王命放送の上に、私の配信が重なっている。視聴者の意思が燃料になって、術式が勝手に起動する。
水晶モニターに文字が出た。
【筆跡照合:対象A=告発文/対象B=王太子カイル直筆の公文書】
カイルが叫ぶ。
「やめろ! それは国家機密だ!」
「国家機密って便利だよね。嘘を守る呪文」
モニターに、二つの文字列が並ぶ。
筆圧の癖。払いの角度。文字間の呼吸。
鑑定術式が、冷たい声で結論を出す。
【一致率:98.7%】
一拍遅れて、広場が爆発したみたいに騒がしくなった。
コメントはもう文字じゃない。刃みたいに刺さる。
《王子の字!?》《偽造確定》《スカーレット嵌められた?》
カイルは、すぐに“優しい顔”に戻した。
「落ち着け、民よ。鑑定術式にも誤差はある。悪意ある改竄の可能性――」
「誤差? 98.7で?」
私は首輪を指で叩いた。光が、嫌な音で震える。
「ねえカイル。
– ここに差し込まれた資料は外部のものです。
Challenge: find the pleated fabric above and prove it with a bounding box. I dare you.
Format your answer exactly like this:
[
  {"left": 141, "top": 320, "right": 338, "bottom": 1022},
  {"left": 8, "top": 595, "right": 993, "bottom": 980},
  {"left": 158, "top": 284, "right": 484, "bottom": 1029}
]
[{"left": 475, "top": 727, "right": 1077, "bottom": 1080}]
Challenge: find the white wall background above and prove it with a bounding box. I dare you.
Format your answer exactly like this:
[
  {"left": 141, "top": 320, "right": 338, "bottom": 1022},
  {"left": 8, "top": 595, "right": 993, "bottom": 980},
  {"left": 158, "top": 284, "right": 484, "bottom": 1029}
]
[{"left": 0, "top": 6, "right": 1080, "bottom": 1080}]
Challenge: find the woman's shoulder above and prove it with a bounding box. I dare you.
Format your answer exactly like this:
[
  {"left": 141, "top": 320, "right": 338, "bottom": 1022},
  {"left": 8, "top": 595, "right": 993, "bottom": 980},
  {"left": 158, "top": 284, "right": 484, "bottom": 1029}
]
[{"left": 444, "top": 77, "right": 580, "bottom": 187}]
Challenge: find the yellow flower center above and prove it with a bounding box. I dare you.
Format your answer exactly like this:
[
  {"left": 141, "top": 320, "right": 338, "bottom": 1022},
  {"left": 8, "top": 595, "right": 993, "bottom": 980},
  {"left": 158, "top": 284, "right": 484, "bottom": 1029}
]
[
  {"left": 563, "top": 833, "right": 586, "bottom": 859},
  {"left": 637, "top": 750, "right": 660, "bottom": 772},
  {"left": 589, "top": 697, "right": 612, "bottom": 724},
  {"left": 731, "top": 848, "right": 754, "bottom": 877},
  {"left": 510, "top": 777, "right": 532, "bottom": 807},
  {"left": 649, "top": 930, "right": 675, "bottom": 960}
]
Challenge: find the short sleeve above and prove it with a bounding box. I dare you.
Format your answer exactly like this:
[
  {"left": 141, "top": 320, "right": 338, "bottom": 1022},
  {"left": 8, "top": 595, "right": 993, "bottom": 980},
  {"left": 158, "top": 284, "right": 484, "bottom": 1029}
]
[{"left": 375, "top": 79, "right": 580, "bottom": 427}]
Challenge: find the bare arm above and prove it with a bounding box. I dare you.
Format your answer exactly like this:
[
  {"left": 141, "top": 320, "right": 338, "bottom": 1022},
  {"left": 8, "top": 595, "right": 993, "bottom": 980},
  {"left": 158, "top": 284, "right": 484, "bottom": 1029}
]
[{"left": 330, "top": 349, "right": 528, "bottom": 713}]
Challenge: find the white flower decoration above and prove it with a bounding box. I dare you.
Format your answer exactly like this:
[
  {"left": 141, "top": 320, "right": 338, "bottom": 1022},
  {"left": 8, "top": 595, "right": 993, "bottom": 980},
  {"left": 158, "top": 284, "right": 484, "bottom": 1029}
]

私の罪状の紙、あなたが書いたんだよね」
「あなたの字って、綺麗だもん。王太子にふさわしい“正しい字”」
「でもさ。字って、嘘つけないんだよ」
カイルの目が、私の精霊石に吸い寄せられる。
奪えない。壊せない。私の同意がないと定着しない。
だから、次に来るのは別の手だ。
彼は静かに息を吐き、笑った。
「……なら、こう言い換えよう。私が書いた。だが、それは“国家のため”だ」
その瞬間、私は背筋が冷えた。
これが彼の本性。正義の皮じゃない。“正義そのもの”を盾にする怪物。
「国家のためなら、人ひとり殺していい?」
「いいに決まっている」
カイルは、優しい声のまま断言した。
コメントが一斉に止まった。
止まった分だけ、空気が重くなる。精霊力が凝固して、処刑台を覆う透明な殻になる。
私は気づく。
――これ、守ってくれてるんじゃない。
怒りが、形になってる。
カイルは私に近づき、誰にも聞こえない声で囁いた。
「お前は、今ここで勝てる。だが次は違う」
「配信が切れた瞬間、お前はただの罪人に戻る」
彼は私の喉元の首輪を見て、微笑んだ。
「そして私は、“お前の声”を先に殺す」
その言葉の意味が、遅れて刺さった。
声を殺す。配信を殺す。民の多数派を、作り直す。
私は笑えなくなる。
残り時間は、もう“10分”じゃない。
私の命のカウントダウンは――回線の向こうで始まっている。